The selloff in these speculative names has coincided with weakness in the broader market. The S&P 500 index, Nasdaq Composite Index and Dow Jones Industrial Average have fallen this week as the yield on the 10-year Treasury note BX:TMUBMUSD10Y approached its highest level since late 2023, according to FactSet data.
For retail traders who bought into these more speculative names, rising yields appeared to be less of a concern, said Steve Sosnick, chief strategist at Interactive Brokers, a platform popular with retail traders.
"Rising rates may have changed the overall market's calculus of risk vs. reward, which may temper speculation, but they weren't a consideration in their valuation and performance prior to today," Sosnick told MarketWatch via email.
"Frankly, I think that those who went heavily into speculative quantum stocks are getting clobbered, which is now spilling into other speculative names."
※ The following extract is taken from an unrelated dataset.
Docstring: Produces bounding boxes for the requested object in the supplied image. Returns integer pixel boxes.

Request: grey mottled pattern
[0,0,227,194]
To be sure, plenty of froth remained in the market as of Wednesday afternoon. According to Klymochko, MicroStrategy Inc. $(MSTR.AU)$ has become, in his view, the posterchild for the market's speculative excesses. The software company has transformed itself into a vehicle for buying bitcoin, and its shares soared in the wake of Trump's electoral victory as bitcoin prices climbed to a record high.
Shares of the company have pulled back from their November peak. But MicroStrategy has continued to trade at a sizable premium to its net asset value, which mostly consists of the value of its bitcoin holdings.
The S&P 500 SPX had shrugged off earlier losses to finish higher on Wednesday, as did the Dow Jones Industrial Average DJIA. The Nasdaq Composite COMP was down 0.1% at 19,478.88.
The U.S. stock market will be closed on Thursday as the U.S. observes a national day of mourning for former President Jimmy Carter, who died in late December.